特別講演会「どうなる? 電子書籍・電子配信の行方」(2010年12月13日、NPO法人ブロードバンド・アソシエーション主催) 基調講演から
著作権法が2009年に改正されたため、国立国会図書館はどんな書物でもデジタル化が許諾なくできることになった。また、同年の国会図書館法改正によって、国、地方公共団体、国公立大学、独立行政法人などのウェブサイトも許可なく収集できるようになった。収集ロボットで取れないものについては先方から送信してもらうことができる。
資料のデジタル化については、既に2002年から今日までの間に17万冊、明治、大正期の書物をデジタル化して、ネット上に公開している。現在はそのほかに09-10年度の補正予算で、大体90万冊から100万冊くらいの書物をデジタル化する作業が順調に進んでおり、11年3月末までに完了する。当館が持っている1968年までのほとんどの図書、資料が含まれる。雑誌については創刊号から2000年までのすべての雑誌、12,000タイトル、博士論文については1991年から2002年までの間に博士号をとられた方々の14万点についてデジタル化する。
ただ、これは画像として、イメージとして入れている段階で、イメージを文字化しないと、例えば障害者の方々のために文字を拡大して読んでいただくといったようなこともできない。これについては出版社側が非常な危惧を持っておられ、現在、交渉中だが、なかなかうまくいかないのが現状だ。また、こうした資料を館外に送信することも著作権法上できない。

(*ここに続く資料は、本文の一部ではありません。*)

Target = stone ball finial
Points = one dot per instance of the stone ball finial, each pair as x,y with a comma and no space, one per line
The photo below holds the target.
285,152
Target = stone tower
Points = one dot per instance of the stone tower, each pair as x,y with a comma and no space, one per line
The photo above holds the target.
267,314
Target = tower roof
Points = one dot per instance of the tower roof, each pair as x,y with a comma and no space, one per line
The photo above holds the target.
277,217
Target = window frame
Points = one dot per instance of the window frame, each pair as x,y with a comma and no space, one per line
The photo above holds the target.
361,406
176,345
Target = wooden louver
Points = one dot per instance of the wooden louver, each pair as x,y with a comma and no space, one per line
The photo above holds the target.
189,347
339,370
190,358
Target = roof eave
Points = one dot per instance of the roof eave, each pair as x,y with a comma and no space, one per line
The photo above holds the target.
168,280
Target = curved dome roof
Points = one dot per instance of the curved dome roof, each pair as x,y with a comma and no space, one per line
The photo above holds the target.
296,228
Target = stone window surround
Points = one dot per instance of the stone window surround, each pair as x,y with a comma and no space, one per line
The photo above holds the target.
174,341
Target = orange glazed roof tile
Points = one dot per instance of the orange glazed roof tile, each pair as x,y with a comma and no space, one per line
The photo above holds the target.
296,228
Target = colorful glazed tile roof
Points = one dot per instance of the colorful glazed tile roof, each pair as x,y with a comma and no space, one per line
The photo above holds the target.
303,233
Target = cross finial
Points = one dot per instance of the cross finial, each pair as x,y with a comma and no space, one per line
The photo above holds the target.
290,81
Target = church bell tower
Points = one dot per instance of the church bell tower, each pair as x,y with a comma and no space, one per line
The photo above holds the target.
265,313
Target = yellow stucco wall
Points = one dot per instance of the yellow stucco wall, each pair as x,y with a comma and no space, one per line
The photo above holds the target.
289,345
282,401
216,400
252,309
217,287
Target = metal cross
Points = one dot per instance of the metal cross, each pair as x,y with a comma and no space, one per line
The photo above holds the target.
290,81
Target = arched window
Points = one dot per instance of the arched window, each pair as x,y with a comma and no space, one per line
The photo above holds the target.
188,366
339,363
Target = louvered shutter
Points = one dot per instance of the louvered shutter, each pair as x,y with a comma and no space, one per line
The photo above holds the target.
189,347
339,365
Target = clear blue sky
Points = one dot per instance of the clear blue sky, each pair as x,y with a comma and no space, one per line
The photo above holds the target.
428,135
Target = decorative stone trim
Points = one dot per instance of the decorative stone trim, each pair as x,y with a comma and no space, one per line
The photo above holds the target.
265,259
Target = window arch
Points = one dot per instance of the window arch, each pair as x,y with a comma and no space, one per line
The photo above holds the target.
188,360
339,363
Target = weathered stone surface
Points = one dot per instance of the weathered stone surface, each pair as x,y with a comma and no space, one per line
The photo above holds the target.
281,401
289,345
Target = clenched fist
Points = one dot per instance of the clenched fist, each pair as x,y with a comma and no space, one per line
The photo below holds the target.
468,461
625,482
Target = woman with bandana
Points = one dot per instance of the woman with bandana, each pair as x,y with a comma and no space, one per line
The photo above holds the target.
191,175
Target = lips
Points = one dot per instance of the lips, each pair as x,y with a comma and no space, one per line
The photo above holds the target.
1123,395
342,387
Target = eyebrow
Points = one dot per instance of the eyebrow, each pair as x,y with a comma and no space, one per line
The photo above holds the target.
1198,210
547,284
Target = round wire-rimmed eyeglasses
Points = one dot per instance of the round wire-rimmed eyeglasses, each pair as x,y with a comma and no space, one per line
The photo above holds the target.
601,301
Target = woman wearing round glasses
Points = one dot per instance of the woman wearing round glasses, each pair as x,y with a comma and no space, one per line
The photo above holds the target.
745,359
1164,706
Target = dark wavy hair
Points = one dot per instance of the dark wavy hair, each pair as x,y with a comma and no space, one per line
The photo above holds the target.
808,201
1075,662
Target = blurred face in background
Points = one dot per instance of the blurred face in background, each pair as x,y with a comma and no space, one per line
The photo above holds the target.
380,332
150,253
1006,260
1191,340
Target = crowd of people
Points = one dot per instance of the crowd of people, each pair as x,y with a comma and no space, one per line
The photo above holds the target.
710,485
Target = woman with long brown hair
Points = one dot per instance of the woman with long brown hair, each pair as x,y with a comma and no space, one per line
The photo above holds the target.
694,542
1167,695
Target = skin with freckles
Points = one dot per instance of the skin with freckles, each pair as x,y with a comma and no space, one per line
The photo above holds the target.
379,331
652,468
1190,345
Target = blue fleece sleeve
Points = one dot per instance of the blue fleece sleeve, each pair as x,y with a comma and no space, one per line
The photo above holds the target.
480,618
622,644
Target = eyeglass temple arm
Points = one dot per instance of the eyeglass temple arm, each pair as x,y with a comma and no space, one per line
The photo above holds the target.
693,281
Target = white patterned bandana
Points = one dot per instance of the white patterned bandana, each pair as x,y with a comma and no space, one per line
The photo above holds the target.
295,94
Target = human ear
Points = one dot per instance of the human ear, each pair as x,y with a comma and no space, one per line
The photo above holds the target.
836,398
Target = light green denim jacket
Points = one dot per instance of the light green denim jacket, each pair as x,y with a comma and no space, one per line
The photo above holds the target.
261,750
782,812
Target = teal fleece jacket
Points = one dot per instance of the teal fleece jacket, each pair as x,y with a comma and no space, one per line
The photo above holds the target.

こうした問題を解決するためには、結局、著者や出版社に応分の収入が得られるような方法を考えざるを得ないということになるので、あるビジネスモデルを提案している。図書館からは無料で貸し出すが、電子出版物流通センターというところで利用者に課金をして、そのお金を出版社あるいは権利者に戻していくというスキームだ。これによって、出版社が自分たちの出版物を図書館のデジタルアーカイブの中に置いておき、そこから売り出すということも可能になる。利用者が本を買いたい時には検索をし、国会図書館の中から電子出版物流通センターを経て利用者が買う。代金はセンターから出版社、権利者に行くという形にすればよい。
グーグルも最近グーグルエディション、あるいはeブックストアという名前で、いろいろな書店のデジタルブックを販売してやると言っている。今米国では4,000くらいの出版社が参加するということのようだが、そうなると世界最大の書店になる。そういう独占状態になるということはいろいろな意味で問題があるわけで、日本ではなかなか合意が成り立たないのではないか。しかも、グーグルのような巨大な資本力を持つところは日本にはないから、国会図書館がその代わりをすることができるのではないだろうか。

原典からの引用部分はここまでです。